Q: What metrics should you monitor on a Kubernetes LLM serving deployment, and what alerts would you set?

The metrics stack has three layers: infrastructure (GPU), serving framework (vLLM), and request-level SLOs.

Infrastructure metrics via DCGM Exporter: DCGM_FI_DEV_GPU_UTIL (alert at sustained 90%+), DCGM_FI_DEV_FB_USED (alert at 95% of VRAM), DCGM_FI_DEV_GPU_TEMP (alert at 83C for A100 - thermal throttling begins), DCGM_FI_DEV_POWER_USAGE (alert at TDP for thermal risk).

vLLM serving metrics via its Prometheus endpoint: vllm_num_requests_waiting (queue depth - your primary scaling signal), vllm_num_requests_running (active requests), vllm_gpu_cache_usage_perc (KV cache saturation - alert above 90%), vllm_e2e_request_latency_seconds (end-to-end latency percentiles).

Business SLOs: time-to-first-token (TTFT) p50/p95/p99 - the latency a user perceives before seeing any response; tokens-per-second throughput (your revenue rate); request error rate (5xx responses). Alert when TTFT p95 exceeds your SLO (typically 2-5 seconds for interactive use cases) or when error rate exceeds 1%.

Q: How do you handle Kubernetes rolling updates for LLM pods without dropping in-flight requests?

The key is combining three mechanisms: readiness gates, graceful shutdown, and the right rolling update strategy.

First, set maxUnavailable: 0 and maxSurge: 1 in the deployment rolling update strategy.
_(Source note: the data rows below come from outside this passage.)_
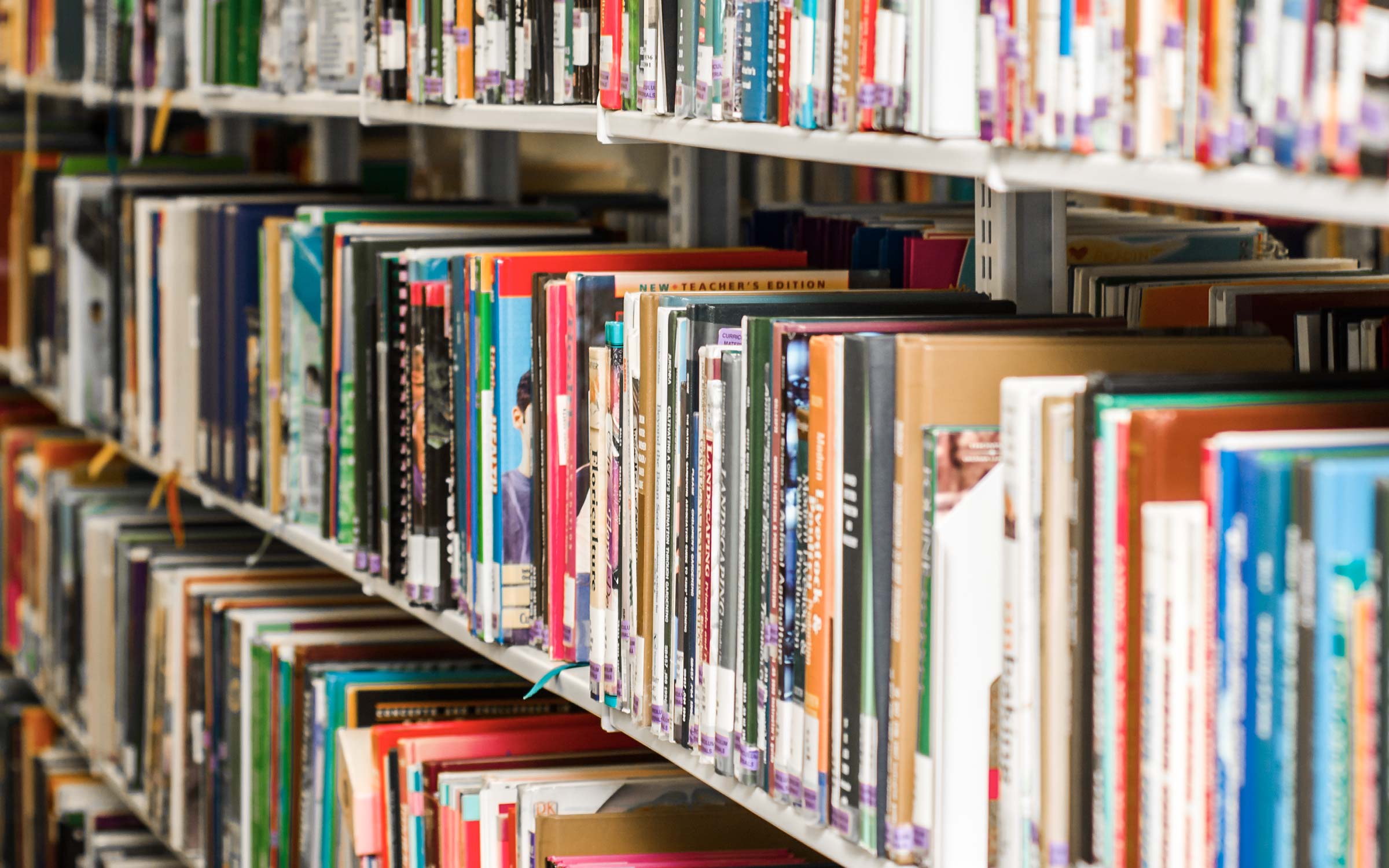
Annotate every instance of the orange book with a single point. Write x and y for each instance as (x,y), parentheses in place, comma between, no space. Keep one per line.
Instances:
(463,45)
(473,738)
(38,733)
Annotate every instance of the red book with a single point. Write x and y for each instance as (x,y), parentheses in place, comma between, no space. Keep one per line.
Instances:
(867,47)
(935,263)
(515,278)
(784,38)
(610,52)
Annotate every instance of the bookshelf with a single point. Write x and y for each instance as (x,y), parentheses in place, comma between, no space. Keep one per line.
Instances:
(1256,189)
(532,664)
(1252,189)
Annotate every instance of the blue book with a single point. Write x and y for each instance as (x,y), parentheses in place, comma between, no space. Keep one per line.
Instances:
(1344,536)
(244,309)
(1289,116)
(1265,502)
(304,378)
(513,553)
(866,248)
(756,56)
(462,434)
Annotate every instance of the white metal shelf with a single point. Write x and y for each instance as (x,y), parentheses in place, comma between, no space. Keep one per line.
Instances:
(473,116)
(531,664)
(1254,189)
(251,102)
(135,803)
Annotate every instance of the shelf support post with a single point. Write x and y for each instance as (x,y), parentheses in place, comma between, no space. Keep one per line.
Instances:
(492,165)
(228,134)
(1020,248)
(703,198)
(335,150)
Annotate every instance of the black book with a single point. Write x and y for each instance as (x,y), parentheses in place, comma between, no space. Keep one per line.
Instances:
(417,403)
(1082,543)
(394,820)
(673,608)
(584,57)
(392,42)
(367,529)
(880,388)
(394,431)
(853,540)
(209,327)
(438,438)
(1305,571)
(1383,549)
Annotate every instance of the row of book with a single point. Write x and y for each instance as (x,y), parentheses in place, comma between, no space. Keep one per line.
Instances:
(730,577)
(1303,85)
(262,710)
(57,811)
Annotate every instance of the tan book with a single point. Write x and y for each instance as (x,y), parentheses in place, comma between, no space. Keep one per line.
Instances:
(677,830)
(1057,483)
(955,380)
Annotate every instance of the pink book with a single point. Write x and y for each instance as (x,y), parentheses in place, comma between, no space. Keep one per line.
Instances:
(557,462)
(712,859)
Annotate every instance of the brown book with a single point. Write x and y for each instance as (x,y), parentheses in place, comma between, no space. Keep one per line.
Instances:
(1164,466)
(677,830)
(374,642)
(955,380)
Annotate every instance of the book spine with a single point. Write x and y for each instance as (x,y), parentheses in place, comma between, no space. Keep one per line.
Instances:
(1351,87)
(754,60)
(924,773)
(798,556)
(485,603)
(392,49)
(1012,740)
(610,53)
(1259,660)
(598,529)
(439,449)
(866,95)
(685,643)
(616,517)
(781,36)
(880,389)
(689,24)
(417,400)
(1126,671)
(820,580)
(730,516)
(856,587)
(758,566)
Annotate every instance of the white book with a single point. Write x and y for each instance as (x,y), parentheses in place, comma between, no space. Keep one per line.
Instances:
(955,112)
(633,682)
(834,513)
(599,789)
(138,407)
(598,518)
(1020,773)
(1153,762)
(178,338)
(1057,628)
(660,573)
(712,422)
(1178,574)
(966,661)
(1048,87)
(1199,762)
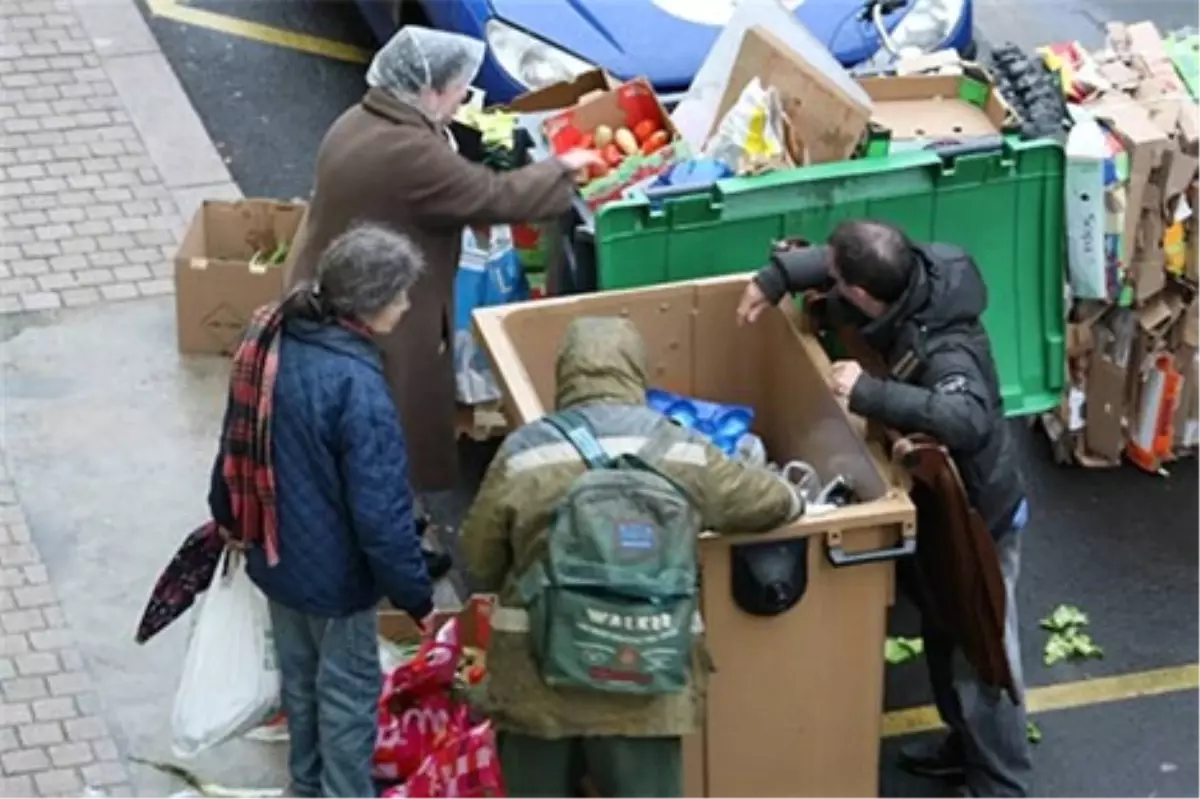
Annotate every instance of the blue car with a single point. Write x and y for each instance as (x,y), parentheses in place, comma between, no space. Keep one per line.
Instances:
(533,43)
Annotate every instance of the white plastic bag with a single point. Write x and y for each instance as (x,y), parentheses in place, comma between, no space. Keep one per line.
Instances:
(751,130)
(231,679)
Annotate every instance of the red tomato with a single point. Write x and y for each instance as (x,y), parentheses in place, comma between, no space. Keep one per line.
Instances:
(657,140)
(645,130)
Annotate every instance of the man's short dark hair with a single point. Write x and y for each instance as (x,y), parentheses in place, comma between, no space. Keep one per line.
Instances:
(874,256)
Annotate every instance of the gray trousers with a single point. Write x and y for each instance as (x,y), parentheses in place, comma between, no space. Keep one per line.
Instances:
(985,722)
(330,688)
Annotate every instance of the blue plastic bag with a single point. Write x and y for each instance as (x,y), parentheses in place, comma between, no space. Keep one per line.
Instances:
(489,274)
(721,424)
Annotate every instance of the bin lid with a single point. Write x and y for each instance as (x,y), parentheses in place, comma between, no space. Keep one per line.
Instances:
(1005,206)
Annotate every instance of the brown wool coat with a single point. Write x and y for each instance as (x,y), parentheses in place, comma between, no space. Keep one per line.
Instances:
(385,162)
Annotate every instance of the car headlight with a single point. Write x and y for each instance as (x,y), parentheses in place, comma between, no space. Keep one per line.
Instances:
(531,60)
(928,25)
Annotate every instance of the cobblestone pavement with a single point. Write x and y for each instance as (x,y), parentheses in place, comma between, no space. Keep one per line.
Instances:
(84,217)
(84,214)
(53,739)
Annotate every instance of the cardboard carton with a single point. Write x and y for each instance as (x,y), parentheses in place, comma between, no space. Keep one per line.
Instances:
(1145,144)
(814,671)
(216,288)
(1192,260)
(919,109)
(826,119)
(623,107)
(563,95)
(1108,379)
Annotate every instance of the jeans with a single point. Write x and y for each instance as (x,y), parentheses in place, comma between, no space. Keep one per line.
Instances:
(988,725)
(330,685)
(619,768)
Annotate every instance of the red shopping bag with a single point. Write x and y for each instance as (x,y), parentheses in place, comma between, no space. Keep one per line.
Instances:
(465,764)
(415,709)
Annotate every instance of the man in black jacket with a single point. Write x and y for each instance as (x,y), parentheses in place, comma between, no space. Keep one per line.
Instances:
(919,307)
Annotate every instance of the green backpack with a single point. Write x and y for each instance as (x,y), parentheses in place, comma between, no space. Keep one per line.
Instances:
(612,605)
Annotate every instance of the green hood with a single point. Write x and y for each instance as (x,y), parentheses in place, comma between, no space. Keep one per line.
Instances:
(603,360)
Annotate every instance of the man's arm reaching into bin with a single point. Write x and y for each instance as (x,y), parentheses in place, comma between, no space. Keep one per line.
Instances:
(949,403)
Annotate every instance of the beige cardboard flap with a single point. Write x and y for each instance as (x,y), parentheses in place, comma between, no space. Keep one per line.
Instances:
(1192,325)
(822,115)
(1180,169)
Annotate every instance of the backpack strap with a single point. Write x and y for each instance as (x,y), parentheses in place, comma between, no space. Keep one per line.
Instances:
(575,428)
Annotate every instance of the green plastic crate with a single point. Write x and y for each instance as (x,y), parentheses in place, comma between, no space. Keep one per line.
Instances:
(1005,206)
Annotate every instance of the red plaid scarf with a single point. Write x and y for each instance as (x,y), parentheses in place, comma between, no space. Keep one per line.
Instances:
(246,438)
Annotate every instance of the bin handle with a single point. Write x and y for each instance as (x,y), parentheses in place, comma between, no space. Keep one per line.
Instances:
(840,558)
(982,145)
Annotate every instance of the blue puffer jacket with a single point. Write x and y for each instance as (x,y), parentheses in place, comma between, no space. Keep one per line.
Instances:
(346,526)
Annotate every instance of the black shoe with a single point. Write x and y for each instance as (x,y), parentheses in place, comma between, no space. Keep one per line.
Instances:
(437,563)
(940,760)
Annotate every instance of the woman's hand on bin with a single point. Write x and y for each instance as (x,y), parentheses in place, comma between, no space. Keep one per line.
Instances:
(844,377)
(753,304)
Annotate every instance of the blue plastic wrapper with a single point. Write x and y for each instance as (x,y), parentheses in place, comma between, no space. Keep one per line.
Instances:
(721,424)
(694,172)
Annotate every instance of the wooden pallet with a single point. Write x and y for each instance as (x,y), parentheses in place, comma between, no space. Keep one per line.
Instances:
(480,422)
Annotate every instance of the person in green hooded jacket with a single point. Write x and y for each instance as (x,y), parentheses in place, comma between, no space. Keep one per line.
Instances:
(630,745)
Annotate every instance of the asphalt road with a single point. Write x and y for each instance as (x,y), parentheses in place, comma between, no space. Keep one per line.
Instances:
(1121,545)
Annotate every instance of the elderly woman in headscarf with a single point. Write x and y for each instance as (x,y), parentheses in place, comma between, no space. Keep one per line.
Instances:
(390,160)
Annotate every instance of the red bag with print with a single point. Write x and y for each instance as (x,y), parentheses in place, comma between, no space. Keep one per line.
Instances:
(463,766)
(415,709)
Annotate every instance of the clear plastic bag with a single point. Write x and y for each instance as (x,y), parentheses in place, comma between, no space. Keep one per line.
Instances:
(231,679)
(751,131)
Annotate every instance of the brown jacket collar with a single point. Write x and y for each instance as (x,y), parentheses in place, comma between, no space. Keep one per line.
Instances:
(382,103)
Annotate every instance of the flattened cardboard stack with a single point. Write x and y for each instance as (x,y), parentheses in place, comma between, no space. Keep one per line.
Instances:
(1134,362)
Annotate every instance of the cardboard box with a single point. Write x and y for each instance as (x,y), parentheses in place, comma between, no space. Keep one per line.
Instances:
(563,95)
(1145,144)
(1192,264)
(826,120)
(823,677)
(1108,383)
(216,289)
(474,622)
(623,107)
(925,108)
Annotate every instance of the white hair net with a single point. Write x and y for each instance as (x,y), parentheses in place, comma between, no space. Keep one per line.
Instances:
(419,59)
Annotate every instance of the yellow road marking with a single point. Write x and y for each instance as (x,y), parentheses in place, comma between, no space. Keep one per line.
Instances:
(258,32)
(1066,696)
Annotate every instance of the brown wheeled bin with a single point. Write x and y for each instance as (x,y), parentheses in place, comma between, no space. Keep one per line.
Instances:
(796,703)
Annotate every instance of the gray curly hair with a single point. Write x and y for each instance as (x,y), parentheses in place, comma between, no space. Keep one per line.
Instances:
(364,270)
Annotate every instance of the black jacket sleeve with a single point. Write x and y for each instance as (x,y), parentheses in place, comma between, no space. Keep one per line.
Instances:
(795,271)
(948,403)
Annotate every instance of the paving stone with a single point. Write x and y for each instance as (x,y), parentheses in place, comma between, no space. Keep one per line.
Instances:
(41,734)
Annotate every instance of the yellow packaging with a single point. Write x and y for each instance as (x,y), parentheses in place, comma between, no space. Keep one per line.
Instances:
(1174,248)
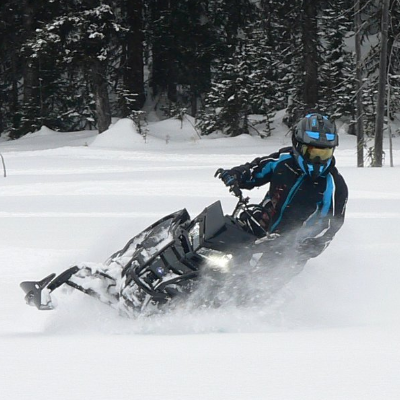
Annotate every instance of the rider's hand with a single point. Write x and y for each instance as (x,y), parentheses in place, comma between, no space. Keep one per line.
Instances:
(230,178)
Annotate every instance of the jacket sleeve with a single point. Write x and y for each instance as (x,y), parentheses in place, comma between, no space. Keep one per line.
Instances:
(258,172)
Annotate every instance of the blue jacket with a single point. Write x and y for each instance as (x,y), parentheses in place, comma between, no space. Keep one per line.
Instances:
(312,208)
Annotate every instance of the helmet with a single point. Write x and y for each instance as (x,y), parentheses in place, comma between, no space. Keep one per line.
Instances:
(314,140)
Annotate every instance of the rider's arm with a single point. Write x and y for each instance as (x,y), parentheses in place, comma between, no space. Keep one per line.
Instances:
(259,171)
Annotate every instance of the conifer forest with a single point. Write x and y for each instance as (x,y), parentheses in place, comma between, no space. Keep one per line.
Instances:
(74,64)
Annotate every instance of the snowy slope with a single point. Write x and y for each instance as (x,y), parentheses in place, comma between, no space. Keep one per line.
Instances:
(332,333)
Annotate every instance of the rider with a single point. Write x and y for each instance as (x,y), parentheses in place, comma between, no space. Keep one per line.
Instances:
(306,196)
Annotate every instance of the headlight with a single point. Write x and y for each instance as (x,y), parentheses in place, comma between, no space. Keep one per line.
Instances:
(216,259)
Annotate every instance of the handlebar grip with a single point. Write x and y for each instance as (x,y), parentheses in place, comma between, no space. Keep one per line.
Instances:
(236,191)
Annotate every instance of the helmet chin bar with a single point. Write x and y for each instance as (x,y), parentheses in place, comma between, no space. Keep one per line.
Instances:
(313,170)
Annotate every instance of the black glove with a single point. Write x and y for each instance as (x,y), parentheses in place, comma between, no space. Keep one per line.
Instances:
(230,178)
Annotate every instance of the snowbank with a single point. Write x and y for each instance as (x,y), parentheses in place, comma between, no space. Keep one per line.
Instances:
(122,135)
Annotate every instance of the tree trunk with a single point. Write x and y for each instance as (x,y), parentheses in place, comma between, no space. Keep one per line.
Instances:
(359,108)
(380,107)
(100,91)
(310,43)
(133,71)
(31,103)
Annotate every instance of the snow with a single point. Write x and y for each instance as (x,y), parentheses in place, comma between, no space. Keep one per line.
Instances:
(332,333)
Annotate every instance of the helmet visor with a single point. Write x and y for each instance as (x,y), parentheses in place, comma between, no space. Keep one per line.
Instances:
(316,154)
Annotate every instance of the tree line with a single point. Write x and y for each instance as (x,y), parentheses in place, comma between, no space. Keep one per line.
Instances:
(72,64)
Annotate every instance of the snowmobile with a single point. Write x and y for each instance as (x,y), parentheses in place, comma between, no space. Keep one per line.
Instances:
(167,262)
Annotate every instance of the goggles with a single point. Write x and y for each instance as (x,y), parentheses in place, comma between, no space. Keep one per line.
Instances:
(316,154)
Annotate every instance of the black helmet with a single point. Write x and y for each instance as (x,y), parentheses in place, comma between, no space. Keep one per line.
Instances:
(314,140)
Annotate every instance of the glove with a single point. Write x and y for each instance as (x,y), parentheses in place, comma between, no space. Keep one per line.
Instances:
(230,178)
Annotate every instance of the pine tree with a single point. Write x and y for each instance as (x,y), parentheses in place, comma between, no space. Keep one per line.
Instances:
(83,40)
(337,80)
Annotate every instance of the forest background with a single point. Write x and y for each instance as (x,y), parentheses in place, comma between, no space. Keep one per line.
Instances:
(74,64)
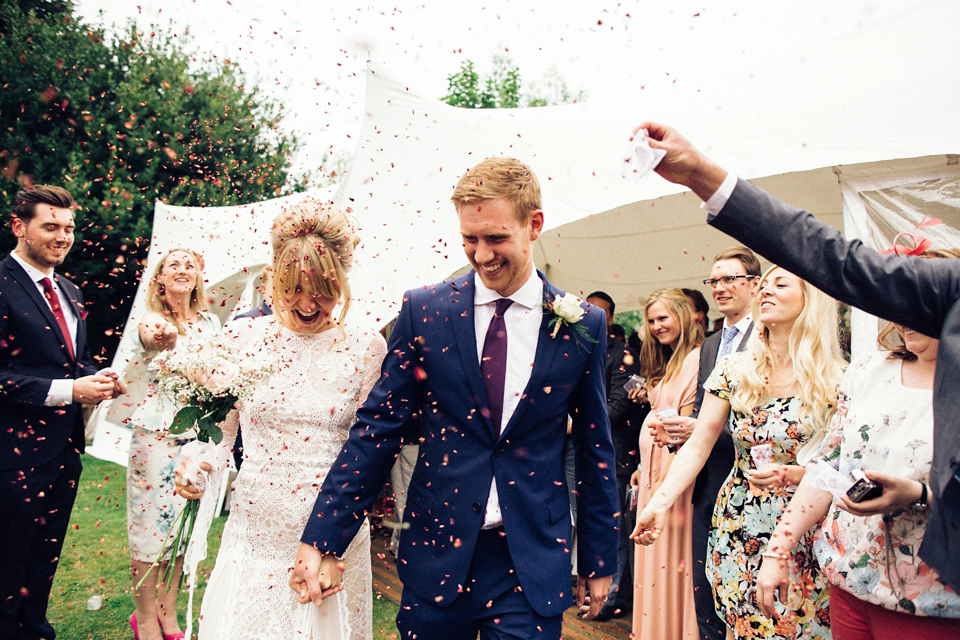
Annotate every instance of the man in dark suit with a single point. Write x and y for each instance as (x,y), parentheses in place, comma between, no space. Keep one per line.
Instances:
(495,363)
(625,420)
(733,282)
(46,375)
(921,294)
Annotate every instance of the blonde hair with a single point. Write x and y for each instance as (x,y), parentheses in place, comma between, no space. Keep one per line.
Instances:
(495,178)
(889,338)
(313,245)
(156,299)
(814,348)
(658,362)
This ensures Kubernetes starts a new pod before terminating the old one and does not route traffic to the new pod until its readiness probe passes.

Second, set a generous initialDelaySeconds (180-400 seconds depending on model size) on the readiness probe so the new pod is fully loaded before receiving traffic.

Third, configure a preStop hook that sleeps for 540 seconds and set terminationGracePeriodSeconds: 600. When Kubernetes sends SIGTERM to the old pod, the preStop hook runs first and delays the shutdown signal, giving in-flight requests up to 9 minutes to complete before the pod terminates. Pair this with connection draining on your load balancer (remove the pod from the service endpoints immediately on SIGTERM, before the preStop sleep, so no new requests are routed to the terminating pod).

The practical risk with this approach: during a rolling update, you temporarily need N+1 GPU slots. If you are running at maximum node capacity, the surge pod will be pending until Karpenter provisions a new node, which can delay the rollout by 10-15 minutes.